Operations 17 min read

Mastering Web Log Analysis: Spotting Anomalies and Boosting Performance

This guide explains how to set up a Python‑based log‑analysis tool for web servers, defines key terminology, outlines installation requirements, describes its abstract‑based aggregation features, and demonstrates usage of the accompanying command‑line utility for request, IP, distribution, and detail analysis.

MaGe Linux Operations
MaGe Linux Operations
MaGe Linux Operations
Mastering Web Log Analysis: Spotting Anomalies and Boosting Performance

Log Analysis

Log analysis is crucial for troubleshooting and performance analysis in web systems. Unlike typical PV/UV dashboards, this tool provides fine‑grained (minute‑level) abstraction and aggregation of logs for anomaly detection and performance insights.

Environment Installation

Python 3.4+

pymongo 3.4.0+

MongoDB server

Key Terminology

uri

– the part of the request without parameters; request_uri – the original request, with or without parameters; args – the parameter part of the request (as defined by nginx).
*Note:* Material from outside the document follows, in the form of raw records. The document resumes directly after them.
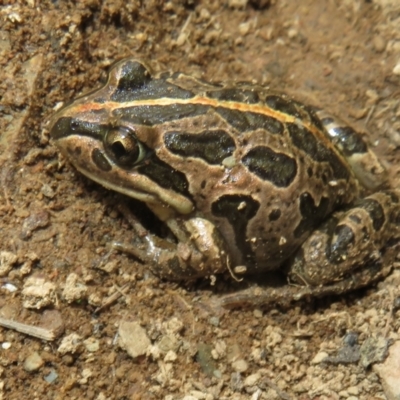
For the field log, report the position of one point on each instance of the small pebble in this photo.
(319, 357)
(51, 377)
(133, 338)
(252, 379)
(396, 69)
(33, 362)
(240, 365)
(379, 44)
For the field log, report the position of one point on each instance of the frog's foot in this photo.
(198, 250)
(350, 241)
(257, 296)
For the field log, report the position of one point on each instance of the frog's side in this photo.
(244, 178)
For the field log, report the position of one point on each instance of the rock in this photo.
(389, 372)
(70, 344)
(240, 365)
(74, 290)
(33, 362)
(38, 292)
(133, 338)
(320, 357)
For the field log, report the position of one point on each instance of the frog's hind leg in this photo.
(351, 250)
(361, 238)
(363, 161)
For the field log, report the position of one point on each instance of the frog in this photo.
(247, 180)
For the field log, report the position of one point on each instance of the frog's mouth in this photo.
(140, 182)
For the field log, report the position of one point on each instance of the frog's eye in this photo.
(123, 147)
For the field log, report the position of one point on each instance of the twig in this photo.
(35, 331)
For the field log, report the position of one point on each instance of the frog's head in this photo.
(110, 137)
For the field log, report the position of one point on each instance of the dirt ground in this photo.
(56, 269)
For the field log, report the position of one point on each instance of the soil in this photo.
(56, 268)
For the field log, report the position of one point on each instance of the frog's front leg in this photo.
(199, 250)
(349, 241)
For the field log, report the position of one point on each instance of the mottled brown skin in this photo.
(242, 177)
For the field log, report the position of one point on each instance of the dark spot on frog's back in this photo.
(350, 141)
(238, 210)
(375, 211)
(311, 214)
(232, 94)
(274, 214)
(250, 121)
(305, 140)
(135, 83)
(211, 146)
(100, 161)
(67, 126)
(277, 168)
(283, 105)
(164, 175)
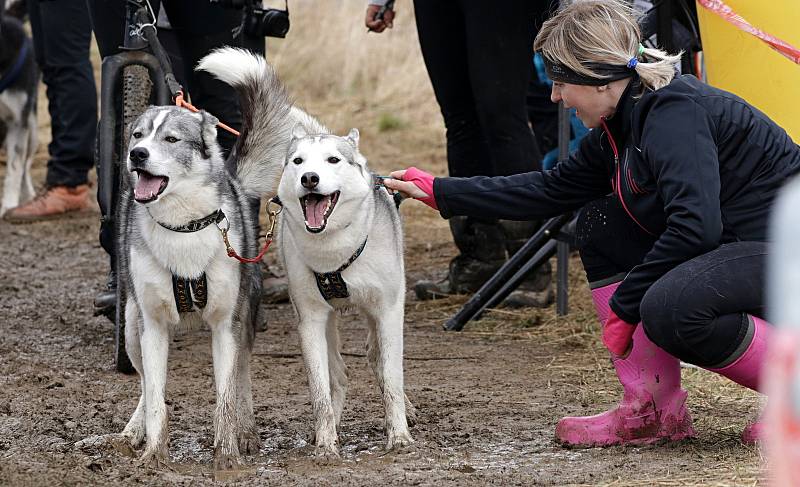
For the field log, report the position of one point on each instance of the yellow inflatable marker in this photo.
(750, 48)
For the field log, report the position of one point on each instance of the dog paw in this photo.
(156, 459)
(118, 442)
(123, 444)
(412, 416)
(249, 443)
(399, 441)
(226, 461)
(326, 455)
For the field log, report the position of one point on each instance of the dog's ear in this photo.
(208, 132)
(353, 137)
(299, 131)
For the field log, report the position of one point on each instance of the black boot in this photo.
(481, 254)
(536, 291)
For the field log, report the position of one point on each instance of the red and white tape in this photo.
(720, 8)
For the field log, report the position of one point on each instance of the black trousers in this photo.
(62, 35)
(698, 310)
(197, 28)
(479, 59)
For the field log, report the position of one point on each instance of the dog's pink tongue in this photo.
(315, 212)
(147, 186)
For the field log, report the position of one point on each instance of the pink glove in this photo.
(617, 334)
(423, 181)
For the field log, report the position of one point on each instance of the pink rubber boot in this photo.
(652, 406)
(746, 371)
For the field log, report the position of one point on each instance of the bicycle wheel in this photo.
(136, 90)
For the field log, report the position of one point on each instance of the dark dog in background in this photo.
(19, 80)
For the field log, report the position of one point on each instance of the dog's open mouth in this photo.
(148, 186)
(317, 208)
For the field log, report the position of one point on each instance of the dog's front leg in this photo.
(15, 168)
(30, 148)
(385, 352)
(313, 341)
(225, 351)
(135, 429)
(155, 351)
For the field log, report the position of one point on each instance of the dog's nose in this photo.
(139, 154)
(309, 180)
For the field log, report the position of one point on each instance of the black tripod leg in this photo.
(477, 302)
(539, 258)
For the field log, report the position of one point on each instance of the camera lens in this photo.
(275, 23)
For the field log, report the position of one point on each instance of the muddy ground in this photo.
(488, 397)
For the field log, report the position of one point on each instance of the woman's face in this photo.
(591, 102)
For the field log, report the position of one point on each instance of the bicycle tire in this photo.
(136, 91)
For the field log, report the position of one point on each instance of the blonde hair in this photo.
(590, 32)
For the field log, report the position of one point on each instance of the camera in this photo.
(258, 21)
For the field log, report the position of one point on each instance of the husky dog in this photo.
(173, 264)
(19, 82)
(341, 239)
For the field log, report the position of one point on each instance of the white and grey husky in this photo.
(173, 264)
(341, 240)
(19, 82)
Abstracted forms: uri_abs – abstracted URI (e.g., "/sub/*/*/*"); args_abs – abstracted arguments (e.g., "channel=*&version=*").

Features

Provides a unified entry for log analysis across all servers of a site, with filtering by time range and server.

Supports analysis of request URI, IP, and response code, focusing on request count, response size, and response time.

Core idea: treat a class of uri or its related args as dimensions; abstract uri into uri_abs and args_abs.

Default abstraction satisfies most needs; custom rules can be defined to abstract any request part.

URI analysis shows request volume, latency, and traffic distribution over various granularities (minute, ten‑minute, hour, day) and can drill down to specific uri_abs and its args.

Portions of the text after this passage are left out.